One night I managed to lift myself out through the roof. I went up at breathtaking speed and stars fell from me. Unable to control my motion, I rose and fell and went in all directions, spinning through incredible peaks and vortexes. Dizzy and turning, swirling and dancing, the darkness seemed infinite, without signs, without markings. I rose without getting to heaven. I soared blissfully and I understood something of the inhuman exultation of flight.
I was beginning to learn how to control my motion that night when something happened and a great flash, which was like a sudden noise, exploded all through me. I seemed to scatter in all directions. I became leaves lashed by the winds of recurrence.
I felt myself falling through an unbearable immensity of dark spaces and a sharp diamond agony tugged deep inside my lightness and I tried to re-enter myself but seemed diverted into a tide of total night and I fought and tried to be calm and then I felt myself falling with horrible acceleration into a dark well and just before I hit the bottom I noticed that I was falling into the face of a luminous moon. The whiteness swallowed me and turned to darkness. I burst out screaming. And when I regained myself I heard, for a moment, the rats chewing, my parents snoring, and someone banging relentlessly on the door.
I stayed on the mat for a while without moving. I had a violent headache. Lights spun in my eyes. I felt empty inside. My body felt odd. The knocking continued and interrupted my parents’ breathing. Even the rats fell silent. I got up and went to the door and asked:
“Who is it?’
Dad turned on the bed. Mum stopped snoring. The person knocking didn’t answer.
One of the other tenants from their window, shouted:
‘Who is that knocking? If you don’t want trouble leave now, you hear?’
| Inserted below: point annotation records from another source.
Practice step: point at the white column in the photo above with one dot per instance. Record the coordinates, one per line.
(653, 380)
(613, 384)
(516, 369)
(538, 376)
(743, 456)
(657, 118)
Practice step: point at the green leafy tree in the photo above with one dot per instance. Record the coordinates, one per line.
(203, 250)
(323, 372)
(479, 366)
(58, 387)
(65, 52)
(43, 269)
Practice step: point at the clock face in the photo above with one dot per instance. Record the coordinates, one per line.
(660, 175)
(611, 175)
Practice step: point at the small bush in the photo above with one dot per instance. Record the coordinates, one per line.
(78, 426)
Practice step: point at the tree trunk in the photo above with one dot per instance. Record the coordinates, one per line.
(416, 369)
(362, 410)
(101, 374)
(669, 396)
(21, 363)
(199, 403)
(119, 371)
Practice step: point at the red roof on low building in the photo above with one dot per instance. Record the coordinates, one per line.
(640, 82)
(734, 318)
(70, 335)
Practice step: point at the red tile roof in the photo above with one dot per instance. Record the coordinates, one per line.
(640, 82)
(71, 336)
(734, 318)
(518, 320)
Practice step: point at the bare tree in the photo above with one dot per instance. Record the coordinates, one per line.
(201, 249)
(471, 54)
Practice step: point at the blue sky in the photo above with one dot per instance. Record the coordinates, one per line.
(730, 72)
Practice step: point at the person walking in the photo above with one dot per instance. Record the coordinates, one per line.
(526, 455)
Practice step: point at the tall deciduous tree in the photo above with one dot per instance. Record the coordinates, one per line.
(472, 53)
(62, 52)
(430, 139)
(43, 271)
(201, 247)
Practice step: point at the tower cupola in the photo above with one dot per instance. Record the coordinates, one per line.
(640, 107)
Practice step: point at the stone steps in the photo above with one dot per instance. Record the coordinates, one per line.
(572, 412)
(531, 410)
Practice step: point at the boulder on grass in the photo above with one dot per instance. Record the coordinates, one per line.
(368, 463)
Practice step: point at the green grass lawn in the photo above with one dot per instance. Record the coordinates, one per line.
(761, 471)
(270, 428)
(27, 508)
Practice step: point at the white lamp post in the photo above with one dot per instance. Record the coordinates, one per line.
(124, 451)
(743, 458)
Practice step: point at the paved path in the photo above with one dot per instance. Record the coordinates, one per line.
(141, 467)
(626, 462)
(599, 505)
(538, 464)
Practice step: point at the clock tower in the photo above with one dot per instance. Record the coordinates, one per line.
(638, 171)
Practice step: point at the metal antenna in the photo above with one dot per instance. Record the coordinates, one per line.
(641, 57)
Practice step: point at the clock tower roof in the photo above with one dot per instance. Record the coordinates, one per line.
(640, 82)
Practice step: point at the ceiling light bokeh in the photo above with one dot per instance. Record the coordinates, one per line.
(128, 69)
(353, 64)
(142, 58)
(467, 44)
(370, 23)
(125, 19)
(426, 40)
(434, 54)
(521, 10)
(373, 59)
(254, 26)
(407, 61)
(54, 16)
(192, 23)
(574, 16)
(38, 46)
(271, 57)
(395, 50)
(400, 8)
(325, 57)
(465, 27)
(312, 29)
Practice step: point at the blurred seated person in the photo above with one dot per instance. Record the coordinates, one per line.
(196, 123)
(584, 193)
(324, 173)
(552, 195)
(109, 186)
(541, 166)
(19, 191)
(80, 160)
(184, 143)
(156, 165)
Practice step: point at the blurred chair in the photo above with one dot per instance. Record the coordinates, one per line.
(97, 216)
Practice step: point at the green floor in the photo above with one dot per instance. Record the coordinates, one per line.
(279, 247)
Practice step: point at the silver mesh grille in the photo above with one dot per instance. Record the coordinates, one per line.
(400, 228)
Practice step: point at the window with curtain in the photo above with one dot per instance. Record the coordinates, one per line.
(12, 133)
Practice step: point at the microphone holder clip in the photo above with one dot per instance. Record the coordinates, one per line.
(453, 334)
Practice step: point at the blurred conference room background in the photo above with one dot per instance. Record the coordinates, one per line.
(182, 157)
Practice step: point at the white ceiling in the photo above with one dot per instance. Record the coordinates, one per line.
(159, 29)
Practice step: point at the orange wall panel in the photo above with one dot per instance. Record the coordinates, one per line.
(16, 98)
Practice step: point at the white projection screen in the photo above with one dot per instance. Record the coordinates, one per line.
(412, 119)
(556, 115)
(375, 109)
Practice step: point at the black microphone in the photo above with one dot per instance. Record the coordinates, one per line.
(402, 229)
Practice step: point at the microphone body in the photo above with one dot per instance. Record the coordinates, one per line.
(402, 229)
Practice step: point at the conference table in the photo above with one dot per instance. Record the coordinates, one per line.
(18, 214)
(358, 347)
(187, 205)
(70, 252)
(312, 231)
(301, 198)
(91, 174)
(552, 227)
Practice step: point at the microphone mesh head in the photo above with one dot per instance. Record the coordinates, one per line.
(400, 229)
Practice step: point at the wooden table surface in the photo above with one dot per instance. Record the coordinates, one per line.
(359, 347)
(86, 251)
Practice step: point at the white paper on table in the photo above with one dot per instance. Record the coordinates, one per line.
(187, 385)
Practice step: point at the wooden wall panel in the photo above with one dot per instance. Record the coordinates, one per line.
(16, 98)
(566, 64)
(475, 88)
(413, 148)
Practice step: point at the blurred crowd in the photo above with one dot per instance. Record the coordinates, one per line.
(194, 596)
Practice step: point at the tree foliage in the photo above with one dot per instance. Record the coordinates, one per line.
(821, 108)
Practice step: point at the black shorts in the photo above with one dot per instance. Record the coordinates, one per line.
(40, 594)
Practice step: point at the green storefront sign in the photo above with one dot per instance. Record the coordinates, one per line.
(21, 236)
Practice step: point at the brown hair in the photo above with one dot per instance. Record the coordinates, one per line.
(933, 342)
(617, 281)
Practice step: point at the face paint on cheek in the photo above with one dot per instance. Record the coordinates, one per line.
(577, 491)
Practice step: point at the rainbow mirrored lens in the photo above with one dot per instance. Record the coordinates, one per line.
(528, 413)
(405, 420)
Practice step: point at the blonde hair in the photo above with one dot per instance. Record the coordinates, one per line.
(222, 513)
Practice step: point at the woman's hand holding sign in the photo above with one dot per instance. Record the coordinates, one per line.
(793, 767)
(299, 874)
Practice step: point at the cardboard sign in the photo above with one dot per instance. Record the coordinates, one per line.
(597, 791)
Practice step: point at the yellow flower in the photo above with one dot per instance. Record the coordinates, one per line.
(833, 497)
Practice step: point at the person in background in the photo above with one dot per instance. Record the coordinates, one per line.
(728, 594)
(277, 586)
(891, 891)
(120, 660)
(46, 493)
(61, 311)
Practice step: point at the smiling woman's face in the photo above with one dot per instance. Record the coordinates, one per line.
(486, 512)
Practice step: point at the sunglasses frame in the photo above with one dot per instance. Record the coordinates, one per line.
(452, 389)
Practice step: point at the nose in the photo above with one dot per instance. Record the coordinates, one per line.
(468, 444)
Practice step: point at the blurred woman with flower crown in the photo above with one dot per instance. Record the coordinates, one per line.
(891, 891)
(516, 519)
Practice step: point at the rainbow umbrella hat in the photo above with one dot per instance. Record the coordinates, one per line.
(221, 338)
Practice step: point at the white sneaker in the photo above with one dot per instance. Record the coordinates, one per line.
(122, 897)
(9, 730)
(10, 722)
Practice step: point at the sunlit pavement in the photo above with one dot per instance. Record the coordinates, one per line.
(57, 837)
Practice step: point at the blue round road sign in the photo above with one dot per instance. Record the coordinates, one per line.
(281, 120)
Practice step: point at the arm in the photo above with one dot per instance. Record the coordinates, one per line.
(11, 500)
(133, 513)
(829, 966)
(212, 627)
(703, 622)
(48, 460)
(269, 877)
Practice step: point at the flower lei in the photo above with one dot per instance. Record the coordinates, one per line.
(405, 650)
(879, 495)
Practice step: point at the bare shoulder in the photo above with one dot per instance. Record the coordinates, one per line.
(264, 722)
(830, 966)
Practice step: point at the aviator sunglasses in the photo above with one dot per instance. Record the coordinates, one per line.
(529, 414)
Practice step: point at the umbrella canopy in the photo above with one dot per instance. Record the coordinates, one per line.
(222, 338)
The knocks came again, gently, like a code that I was expected to understand. I opened the door. Crouching in front of our low wall, his camera dangling from his shoulder, was the photographer. His frightened eyes glowed in the dark.
‘It’s me,’ he said.
I stared at him for a long time. He didn’t move. The neighbour shouted:
‘Who is there that wants to die?’
I opened the door wider for the photographer and, still crouching, he came hurriedly into the room. I lit a candle. I saw that he was bleeding from the head. He sat on my mat, blood dripping down his forehead, past his eyes, and soaking his yellow shirt. He breathed heavily and tried to quieten it. His hair was rough, his face bruised, one eye was swollen, his lower lip was puffed and discoloured.
‘What happened to you?’ I asked.
‘A small thing,’ he said. ‘Nothing that a man cannot bear.’
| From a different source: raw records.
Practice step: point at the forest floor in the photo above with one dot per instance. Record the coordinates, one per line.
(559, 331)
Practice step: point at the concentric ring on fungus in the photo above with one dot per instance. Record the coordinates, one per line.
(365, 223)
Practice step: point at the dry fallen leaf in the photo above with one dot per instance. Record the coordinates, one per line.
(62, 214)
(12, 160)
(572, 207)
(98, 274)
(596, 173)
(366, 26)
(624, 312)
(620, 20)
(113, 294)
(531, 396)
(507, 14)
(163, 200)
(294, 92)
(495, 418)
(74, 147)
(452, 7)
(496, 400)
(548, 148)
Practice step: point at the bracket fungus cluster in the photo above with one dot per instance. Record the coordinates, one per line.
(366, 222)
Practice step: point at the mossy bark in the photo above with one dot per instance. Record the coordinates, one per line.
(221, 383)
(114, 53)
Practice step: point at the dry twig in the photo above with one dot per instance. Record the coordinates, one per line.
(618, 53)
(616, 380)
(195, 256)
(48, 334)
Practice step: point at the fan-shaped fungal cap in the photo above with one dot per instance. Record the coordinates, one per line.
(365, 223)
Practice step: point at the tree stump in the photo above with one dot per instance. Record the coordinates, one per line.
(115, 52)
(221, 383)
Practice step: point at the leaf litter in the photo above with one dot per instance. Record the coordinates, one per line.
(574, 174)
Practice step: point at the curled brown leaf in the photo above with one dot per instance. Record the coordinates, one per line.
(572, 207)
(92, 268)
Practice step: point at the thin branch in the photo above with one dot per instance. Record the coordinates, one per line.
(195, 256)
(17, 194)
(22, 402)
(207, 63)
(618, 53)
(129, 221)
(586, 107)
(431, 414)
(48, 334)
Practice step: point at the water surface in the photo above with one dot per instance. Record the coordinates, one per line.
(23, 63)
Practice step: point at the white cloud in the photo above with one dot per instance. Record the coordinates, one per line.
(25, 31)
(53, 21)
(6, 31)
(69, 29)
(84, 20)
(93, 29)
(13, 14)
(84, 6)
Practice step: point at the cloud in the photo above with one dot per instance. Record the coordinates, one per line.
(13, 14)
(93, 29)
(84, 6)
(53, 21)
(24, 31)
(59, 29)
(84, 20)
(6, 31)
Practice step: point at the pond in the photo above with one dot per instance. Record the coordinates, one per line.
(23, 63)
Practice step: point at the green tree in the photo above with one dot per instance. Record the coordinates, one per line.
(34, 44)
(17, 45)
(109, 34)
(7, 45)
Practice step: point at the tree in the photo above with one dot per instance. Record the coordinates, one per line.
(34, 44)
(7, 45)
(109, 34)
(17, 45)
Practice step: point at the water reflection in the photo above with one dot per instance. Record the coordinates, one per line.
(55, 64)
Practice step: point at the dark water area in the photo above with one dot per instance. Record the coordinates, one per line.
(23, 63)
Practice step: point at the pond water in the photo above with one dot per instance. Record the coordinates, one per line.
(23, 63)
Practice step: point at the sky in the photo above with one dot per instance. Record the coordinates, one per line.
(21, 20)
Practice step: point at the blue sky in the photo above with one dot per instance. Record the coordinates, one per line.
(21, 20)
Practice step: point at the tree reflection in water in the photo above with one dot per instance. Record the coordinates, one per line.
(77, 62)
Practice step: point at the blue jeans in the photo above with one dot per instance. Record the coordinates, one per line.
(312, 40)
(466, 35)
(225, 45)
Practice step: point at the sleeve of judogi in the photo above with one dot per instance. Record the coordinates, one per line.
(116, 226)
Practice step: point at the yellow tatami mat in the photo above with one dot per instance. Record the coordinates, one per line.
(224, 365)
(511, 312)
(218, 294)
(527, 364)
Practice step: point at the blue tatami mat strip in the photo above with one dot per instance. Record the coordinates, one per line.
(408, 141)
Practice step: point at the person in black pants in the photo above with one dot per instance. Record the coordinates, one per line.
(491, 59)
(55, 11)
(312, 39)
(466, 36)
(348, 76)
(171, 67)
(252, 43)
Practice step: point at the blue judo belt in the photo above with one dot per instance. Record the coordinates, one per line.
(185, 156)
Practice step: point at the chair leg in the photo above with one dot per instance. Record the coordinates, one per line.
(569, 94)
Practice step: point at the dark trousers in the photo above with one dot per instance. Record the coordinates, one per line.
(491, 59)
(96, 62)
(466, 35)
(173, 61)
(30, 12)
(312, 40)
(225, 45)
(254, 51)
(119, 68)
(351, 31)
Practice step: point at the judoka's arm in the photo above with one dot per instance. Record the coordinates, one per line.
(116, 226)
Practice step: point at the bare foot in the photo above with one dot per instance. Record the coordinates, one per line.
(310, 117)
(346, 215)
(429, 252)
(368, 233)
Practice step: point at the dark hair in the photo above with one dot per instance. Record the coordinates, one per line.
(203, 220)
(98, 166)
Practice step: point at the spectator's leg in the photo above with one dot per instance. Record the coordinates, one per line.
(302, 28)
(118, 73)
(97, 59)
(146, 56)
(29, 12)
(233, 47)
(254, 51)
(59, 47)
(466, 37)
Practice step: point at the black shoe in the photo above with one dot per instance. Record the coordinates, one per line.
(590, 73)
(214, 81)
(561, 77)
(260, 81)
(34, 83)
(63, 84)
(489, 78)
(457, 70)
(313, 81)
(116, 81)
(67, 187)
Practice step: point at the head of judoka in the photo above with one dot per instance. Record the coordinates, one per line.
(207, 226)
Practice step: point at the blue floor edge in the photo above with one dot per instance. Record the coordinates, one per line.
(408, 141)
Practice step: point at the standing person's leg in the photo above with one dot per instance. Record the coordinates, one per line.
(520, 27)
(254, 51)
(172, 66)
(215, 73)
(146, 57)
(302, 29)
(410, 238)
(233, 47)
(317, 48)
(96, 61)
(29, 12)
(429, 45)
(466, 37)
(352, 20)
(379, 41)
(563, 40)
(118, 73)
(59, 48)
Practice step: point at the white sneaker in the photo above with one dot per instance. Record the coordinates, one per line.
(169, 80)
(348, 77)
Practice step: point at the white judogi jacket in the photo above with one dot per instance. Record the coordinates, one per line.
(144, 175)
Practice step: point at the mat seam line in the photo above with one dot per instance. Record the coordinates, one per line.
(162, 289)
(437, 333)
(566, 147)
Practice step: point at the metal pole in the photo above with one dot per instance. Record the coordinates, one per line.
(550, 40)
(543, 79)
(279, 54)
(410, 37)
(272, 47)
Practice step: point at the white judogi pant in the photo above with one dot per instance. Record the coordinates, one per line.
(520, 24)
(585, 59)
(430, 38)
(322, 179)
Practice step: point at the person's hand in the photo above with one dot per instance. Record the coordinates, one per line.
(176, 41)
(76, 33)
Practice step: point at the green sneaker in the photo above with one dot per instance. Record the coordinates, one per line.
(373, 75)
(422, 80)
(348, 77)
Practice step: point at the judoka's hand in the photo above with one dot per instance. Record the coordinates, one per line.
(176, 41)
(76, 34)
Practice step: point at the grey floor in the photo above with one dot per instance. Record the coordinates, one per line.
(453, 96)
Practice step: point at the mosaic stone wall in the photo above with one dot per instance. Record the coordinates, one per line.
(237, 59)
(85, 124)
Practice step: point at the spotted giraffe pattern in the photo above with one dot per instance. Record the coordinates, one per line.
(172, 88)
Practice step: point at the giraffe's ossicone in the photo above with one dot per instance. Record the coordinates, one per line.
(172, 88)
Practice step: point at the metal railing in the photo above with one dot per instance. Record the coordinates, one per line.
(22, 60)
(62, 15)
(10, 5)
He sat, then he knelt, his head in his hands. When he looked up his eyes were big and bright, full of fear and wisdom.
‘I heard all about what happened in the street. It is happening everywhere. One way or another we will continue to fight for truth. And justice. And we will win.’
His blood was on his hands. He wiped it on his shirt-front. The red on the yellow made me feel ill.
‘Believe me,’ he added.
It was a while before he spoke again. His eyes were remembering and there was a faint smile on his lips.
‘When the three men came the other night I jumped out of the window, ran out into the marshes and stayed there, hiding under the wooden foot-bridge, till the worms began to eat into my feet. I came out from under the bridge. I was afraid. A dog whined at me and followed me wherever I went. A two-legged dog. The wretched animal went on annoying me and whining and people kept staring at me and I didn’t know who was an enemy and who wasn’t so I kicked the dog. It fell down and didn’t get up.’
He paused.
‘Then I went to a friend’s house. He had a girl-friend with him. I washed my legs and stayed outside. Then I went to look for my relatives.’